Things to Know Regarding the 401K Fidelity Bond
It was in the year 1974 that the ERISA or the Employee Retirement Income Security Act was actually enacted to regulate various types of benefit plans for the employees. The ERISA section 412 along with other regulations require that each fiduciary of that worker benefit plan and every person handling the funds or other property need to be bonded.
The bonding requirements of the ERISA are needed to protect the benefit plans from risk of such loss as a result of fraud or dishonesty of the people who handle those funds or any other property. Persons who are going to handle the property or funds of the employee benefit plan are called plan officials in the ERISA. The Act demands that there must be a fidelity bond that should be placed to cover such fiduciary or the ones responsible in managing the plan and also the individuals who handle those funds or a property of the plan.
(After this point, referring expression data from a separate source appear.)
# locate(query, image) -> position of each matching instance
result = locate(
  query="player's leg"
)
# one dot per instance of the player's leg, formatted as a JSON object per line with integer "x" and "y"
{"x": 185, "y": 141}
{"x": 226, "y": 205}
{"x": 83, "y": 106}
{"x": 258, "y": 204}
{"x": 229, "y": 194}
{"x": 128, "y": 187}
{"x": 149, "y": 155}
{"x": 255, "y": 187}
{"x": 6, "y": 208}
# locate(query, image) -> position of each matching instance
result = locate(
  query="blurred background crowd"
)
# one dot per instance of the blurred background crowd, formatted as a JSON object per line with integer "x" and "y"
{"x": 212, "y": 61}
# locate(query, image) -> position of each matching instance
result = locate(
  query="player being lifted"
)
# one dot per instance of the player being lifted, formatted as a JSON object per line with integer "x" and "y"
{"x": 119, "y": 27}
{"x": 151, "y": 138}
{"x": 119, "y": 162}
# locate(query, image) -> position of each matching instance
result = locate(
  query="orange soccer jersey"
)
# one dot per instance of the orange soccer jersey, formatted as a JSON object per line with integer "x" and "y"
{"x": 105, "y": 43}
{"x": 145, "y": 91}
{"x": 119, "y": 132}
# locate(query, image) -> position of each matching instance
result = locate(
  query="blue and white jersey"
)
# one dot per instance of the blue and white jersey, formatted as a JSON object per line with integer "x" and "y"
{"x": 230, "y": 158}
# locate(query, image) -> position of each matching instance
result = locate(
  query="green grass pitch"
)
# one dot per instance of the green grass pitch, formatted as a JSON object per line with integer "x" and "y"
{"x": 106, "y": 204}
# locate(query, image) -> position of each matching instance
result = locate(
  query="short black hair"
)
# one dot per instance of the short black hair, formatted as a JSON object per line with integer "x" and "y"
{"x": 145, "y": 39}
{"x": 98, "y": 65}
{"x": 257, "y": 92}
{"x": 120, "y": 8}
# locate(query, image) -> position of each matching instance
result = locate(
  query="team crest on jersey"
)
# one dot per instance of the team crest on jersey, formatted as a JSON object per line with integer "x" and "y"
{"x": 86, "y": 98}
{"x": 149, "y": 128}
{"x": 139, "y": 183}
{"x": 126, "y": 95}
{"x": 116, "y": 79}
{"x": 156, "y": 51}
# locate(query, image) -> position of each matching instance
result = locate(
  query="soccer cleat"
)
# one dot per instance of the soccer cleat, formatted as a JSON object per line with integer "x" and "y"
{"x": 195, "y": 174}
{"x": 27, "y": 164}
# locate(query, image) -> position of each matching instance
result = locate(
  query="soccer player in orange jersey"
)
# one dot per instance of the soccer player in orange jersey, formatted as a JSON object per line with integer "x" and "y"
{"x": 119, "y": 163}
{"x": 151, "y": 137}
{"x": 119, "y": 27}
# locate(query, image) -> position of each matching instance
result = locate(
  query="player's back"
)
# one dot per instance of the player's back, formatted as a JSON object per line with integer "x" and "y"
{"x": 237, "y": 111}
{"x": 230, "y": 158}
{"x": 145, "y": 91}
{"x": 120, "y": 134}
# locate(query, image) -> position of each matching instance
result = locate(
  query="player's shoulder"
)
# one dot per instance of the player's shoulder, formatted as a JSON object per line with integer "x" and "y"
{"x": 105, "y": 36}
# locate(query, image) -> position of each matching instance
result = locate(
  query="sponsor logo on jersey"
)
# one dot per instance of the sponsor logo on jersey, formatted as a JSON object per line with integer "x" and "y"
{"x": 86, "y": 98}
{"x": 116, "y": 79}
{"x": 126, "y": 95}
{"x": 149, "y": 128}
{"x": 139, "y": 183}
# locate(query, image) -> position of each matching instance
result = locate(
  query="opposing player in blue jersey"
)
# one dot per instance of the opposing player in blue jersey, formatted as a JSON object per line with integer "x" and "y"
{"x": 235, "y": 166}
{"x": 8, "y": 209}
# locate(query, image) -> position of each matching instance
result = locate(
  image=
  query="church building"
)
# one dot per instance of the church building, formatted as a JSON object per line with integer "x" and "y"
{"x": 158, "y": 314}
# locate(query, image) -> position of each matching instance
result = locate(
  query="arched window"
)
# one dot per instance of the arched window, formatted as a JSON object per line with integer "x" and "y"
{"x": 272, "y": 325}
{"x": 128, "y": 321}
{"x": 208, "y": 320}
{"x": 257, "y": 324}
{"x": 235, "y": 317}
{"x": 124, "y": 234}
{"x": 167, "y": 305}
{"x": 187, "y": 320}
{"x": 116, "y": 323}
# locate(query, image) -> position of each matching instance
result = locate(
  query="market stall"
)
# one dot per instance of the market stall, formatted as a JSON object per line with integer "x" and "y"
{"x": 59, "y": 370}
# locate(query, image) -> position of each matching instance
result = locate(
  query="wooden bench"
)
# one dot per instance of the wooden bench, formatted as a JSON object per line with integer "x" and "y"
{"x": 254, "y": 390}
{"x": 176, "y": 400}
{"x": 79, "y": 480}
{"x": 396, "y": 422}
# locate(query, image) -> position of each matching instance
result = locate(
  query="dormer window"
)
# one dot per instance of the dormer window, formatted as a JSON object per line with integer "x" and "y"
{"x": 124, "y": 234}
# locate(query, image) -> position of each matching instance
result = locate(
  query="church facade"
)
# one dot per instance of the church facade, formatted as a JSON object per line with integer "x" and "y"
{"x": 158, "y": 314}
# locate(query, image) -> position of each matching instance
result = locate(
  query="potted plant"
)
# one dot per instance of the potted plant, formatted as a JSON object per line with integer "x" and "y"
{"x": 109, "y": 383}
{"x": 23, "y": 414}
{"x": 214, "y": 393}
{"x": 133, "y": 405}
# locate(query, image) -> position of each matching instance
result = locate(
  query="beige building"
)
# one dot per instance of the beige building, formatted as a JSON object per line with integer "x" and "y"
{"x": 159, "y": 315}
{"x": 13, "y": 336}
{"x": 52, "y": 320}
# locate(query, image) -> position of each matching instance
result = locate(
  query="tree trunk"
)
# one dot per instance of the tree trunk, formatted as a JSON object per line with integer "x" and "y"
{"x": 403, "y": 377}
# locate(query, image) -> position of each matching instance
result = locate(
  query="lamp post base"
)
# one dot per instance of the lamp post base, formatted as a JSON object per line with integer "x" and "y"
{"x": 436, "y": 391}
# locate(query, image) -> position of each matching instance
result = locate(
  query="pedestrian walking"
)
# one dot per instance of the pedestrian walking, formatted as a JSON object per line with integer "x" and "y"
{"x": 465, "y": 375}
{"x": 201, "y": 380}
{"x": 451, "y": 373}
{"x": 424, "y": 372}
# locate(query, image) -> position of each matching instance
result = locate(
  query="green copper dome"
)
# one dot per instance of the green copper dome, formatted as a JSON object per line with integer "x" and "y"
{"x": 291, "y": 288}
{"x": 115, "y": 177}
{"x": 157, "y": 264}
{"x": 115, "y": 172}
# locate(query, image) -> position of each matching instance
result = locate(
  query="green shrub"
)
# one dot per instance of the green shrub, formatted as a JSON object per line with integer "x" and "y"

Those fidelity bonds are there to provide protection to the plans from fraud or dishonesty which are committed by the people who are actually associated with them.
It is necessary that such plan official be bonded for 10 percent of the amount of the funds which one handles. In a lot of cases, the largest bond amount which can be demanded under ERISA with respect to a plan official is $500,000 for each plan. But, higher limits may also be purchased. But, there is a maximum bond amount of a million dollars for the plan officials of those plans which hold the employer securities.
You must know that such employee benefit plans with more than 5 percent of non-qualifying plan assets that are held in the limited partnerships, the mortgages, artwork, collectibles, real estate or securities of such closely-held companies and they are also held outside the regulated institutions such as the registered broker-dealer, the bank, insurance company or other kinds of organizations that are actually authorized in serving as trustee for the retirement accounts, plan sponsors should be doing one of these. One needs to make sure that the bond amount is 100 percent of value of those non-qualifying assets or one can also arrange for such annual full-scope audit in which the CPA is going to physically confirm the existence of those assets at the start and the end of that plan year.
The 401K has actually partnered with the Colonial Surety Company which is a leader of ERISA or 401K fidelity bonds. Actually, they are a national insurance company that is able to render services to all 50 states with their license and in all of the US territories and they have been providing such insurance products for several decades now. They are surely the biggest direct seller of such fidelity bonds in the US.